La mamma di Gelsomina Verde minacciata dal padre del killer della figlia
La storia di Gelsomina Verde è considerata una delle più drammatiche e simboliche tra le vittime innocenti della criminalità organizzata
Nuovo capitolo giudiziario legato alla vicenda di Gelsomina Verde, la giovane di 21 anni uccisa nel 2004 durante la faida di Scampia. Il tribunale ha condannato oggi Paolo De Lucia a un anno, un mese e dieci giorni di reclusione per le minacce rivolte ad Anna Lucarelli, madre della ragazza assassinata dalla camorra. Secondo quanto emerso nel processo, l’uomo avrebbe avvicinato la donna sotto casa pronunciando frasi gravissime e intimidatorie, tra cui: “Devo diventare il tuo incubo” e “Ti devo far fare la stessa fine di tua figlia”. Episodi che avevano portato alla denuncia della madre di Gelsomina e all’avvio del procedimento giudiziario conclusosi con la sentenza.

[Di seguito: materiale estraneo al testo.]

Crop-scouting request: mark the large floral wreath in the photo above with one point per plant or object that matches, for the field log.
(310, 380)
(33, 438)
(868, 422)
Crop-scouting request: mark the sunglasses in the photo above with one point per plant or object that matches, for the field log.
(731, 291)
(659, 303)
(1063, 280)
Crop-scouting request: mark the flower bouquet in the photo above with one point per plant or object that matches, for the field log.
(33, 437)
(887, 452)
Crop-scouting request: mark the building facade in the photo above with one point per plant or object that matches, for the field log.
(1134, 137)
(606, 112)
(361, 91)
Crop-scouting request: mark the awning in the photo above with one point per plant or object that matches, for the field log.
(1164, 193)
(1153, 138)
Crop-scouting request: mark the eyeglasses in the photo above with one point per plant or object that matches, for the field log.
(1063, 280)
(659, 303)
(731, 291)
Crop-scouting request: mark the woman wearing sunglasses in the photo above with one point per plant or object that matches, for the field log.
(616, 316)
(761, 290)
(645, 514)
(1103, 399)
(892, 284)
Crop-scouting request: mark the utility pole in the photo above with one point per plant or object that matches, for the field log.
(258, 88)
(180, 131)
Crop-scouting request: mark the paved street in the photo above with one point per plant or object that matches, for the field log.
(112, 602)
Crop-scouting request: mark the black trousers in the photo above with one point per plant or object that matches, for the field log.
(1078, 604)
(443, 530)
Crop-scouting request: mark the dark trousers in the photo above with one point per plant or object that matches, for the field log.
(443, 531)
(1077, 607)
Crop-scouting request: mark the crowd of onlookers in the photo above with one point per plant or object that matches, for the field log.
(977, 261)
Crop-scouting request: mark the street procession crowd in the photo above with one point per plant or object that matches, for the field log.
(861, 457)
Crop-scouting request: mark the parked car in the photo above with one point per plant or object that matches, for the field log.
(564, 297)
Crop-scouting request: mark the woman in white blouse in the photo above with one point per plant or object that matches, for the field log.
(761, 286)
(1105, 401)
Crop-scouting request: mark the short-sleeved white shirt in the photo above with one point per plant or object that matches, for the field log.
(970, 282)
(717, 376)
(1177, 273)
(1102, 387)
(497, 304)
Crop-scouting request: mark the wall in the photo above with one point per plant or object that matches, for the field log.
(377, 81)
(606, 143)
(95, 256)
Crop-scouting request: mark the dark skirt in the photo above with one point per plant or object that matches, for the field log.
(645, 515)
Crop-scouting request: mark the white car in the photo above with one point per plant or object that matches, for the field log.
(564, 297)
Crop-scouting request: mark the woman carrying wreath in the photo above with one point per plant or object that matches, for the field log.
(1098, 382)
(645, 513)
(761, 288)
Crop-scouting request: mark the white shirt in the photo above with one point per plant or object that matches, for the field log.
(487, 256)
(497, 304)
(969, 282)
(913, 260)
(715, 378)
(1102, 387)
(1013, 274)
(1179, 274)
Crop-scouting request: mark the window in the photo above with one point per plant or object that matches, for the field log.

Paolo De Lucia è il padre di Luigi De Lucia, ritenuto insieme a Pasquale Rinaldi uno dei componenti del commando responsabile del sequestro e dell’omicidio della giovane avvenuto il 21 novembre 2004. Entrambi sono stati condannati in primo grado a 30 anni di carcere.

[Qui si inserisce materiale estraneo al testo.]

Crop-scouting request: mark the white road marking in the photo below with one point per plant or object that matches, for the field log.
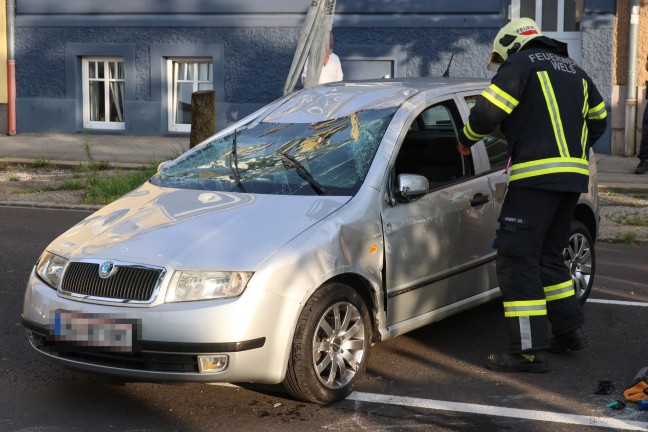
(618, 302)
(546, 416)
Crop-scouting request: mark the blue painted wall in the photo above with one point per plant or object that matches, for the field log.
(252, 52)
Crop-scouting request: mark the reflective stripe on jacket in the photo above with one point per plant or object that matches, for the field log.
(550, 111)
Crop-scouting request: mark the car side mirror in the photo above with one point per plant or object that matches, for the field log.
(411, 187)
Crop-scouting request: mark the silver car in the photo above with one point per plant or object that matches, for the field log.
(281, 249)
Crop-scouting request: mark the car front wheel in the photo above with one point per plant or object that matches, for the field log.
(580, 259)
(331, 345)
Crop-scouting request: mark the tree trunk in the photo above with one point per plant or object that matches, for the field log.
(203, 116)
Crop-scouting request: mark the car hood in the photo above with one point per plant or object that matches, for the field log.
(193, 229)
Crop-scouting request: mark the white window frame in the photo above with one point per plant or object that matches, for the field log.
(571, 38)
(172, 95)
(106, 123)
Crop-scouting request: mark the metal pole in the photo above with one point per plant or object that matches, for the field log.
(11, 70)
(631, 84)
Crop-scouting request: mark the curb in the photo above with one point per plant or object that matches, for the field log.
(51, 205)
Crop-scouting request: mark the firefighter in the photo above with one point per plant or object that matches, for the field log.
(551, 113)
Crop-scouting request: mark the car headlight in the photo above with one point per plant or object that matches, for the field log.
(191, 285)
(50, 268)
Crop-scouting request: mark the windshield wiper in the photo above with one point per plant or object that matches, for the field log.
(303, 173)
(234, 165)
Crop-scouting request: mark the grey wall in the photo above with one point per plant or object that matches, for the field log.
(252, 53)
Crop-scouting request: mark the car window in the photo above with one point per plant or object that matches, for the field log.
(496, 145)
(430, 149)
(330, 157)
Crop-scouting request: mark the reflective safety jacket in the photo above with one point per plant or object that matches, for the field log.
(551, 113)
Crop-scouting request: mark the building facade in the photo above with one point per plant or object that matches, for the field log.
(126, 67)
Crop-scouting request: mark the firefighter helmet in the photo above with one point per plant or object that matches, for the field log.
(510, 39)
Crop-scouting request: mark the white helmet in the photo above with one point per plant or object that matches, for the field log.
(510, 39)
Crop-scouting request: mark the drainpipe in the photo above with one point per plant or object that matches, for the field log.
(631, 99)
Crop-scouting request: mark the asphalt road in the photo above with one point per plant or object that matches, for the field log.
(431, 379)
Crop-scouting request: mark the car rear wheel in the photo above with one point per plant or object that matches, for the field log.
(580, 259)
(331, 345)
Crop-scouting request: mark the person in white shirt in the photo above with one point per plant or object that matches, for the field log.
(332, 69)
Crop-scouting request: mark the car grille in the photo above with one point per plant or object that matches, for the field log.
(144, 361)
(127, 283)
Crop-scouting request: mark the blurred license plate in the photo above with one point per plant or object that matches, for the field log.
(94, 331)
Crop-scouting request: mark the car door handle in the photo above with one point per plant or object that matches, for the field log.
(479, 199)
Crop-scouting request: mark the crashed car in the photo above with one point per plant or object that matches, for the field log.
(282, 248)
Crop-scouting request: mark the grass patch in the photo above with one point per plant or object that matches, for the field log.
(70, 184)
(627, 238)
(637, 220)
(103, 190)
(41, 164)
(633, 219)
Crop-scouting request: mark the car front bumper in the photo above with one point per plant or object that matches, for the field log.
(252, 331)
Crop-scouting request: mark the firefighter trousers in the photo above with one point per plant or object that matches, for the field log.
(536, 285)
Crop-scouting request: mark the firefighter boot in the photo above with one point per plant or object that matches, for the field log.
(524, 362)
(571, 341)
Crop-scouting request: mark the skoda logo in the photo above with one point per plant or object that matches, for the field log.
(106, 269)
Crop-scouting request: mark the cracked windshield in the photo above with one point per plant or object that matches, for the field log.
(330, 157)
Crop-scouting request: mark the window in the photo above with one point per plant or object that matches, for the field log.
(186, 76)
(103, 93)
(430, 147)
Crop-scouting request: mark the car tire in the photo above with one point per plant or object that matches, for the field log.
(331, 345)
(580, 258)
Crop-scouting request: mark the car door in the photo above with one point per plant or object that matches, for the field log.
(438, 250)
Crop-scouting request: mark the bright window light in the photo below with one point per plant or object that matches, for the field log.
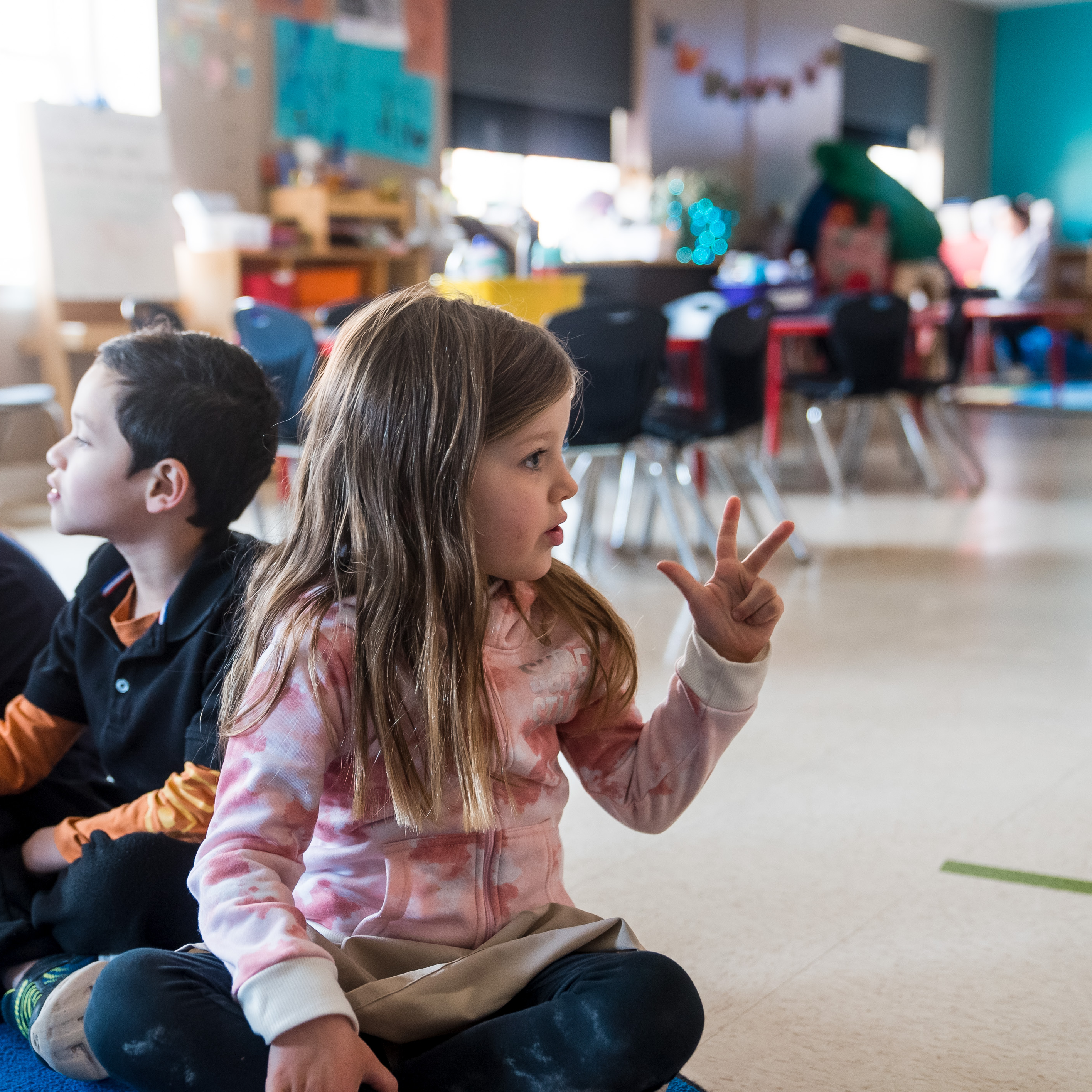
(495, 186)
(102, 53)
(94, 52)
(919, 171)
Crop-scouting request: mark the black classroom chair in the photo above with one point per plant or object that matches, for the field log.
(735, 388)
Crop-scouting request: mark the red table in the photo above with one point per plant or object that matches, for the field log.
(815, 326)
(1051, 313)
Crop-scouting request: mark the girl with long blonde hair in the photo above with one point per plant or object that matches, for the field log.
(381, 885)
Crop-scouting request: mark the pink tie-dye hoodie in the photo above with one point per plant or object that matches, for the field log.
(283, 850)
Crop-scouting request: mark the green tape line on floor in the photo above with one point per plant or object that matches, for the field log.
(1036, 880)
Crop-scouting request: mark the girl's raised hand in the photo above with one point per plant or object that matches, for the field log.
(736, 611)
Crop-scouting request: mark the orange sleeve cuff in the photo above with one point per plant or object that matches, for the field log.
(180, 809)
(32, 743)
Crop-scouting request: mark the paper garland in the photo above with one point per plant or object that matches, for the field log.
(689, 59)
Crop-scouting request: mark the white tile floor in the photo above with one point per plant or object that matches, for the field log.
(929, 700)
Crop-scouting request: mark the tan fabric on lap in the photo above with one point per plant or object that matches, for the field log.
(403, 991)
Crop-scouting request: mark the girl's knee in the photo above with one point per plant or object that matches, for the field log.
(659, 1011)
(127, 1004)
(663, 981)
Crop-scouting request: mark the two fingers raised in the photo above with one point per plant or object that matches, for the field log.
(762, 604)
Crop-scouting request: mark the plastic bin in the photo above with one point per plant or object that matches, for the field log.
(534, 301)
(1036, 347)
(319, 284)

La storia di Gelsomina Verde è considerata una delle più drammatiche e simboliche tra le vittime innocenti della criminalità organizzata in Campania. Secondo le ricostruzioni investigative e processuali, la ragazza venne sequestrata dagli uomini del Clan Di Lauro perché sospettata di poter fornire informazioni utili per rintracciare Gennaro Notturno, affiliato agli Scissionisti e suo ex compagno.
La giovane, però, aveva interrotto da tempo ogni rapporto con lui dopo aver scoperto i suoi legami con la camorra. Nonostante questo venne torturata, uccisa e poi data alle fiamme all’interno della sua automobile, probabilmente nel tentativo di cancellare le tracce delle sevizie subite.
A oltre vent’anni da quel delitto, la famiglia di Gelsomina continua a chiedere verità e giustizia, affrontando ancora oggi episodi di tensione e intimidazione collegati a una delle pagine più feroci della guerra di camorra che sconvolse Napoli nei primi anni Duemila.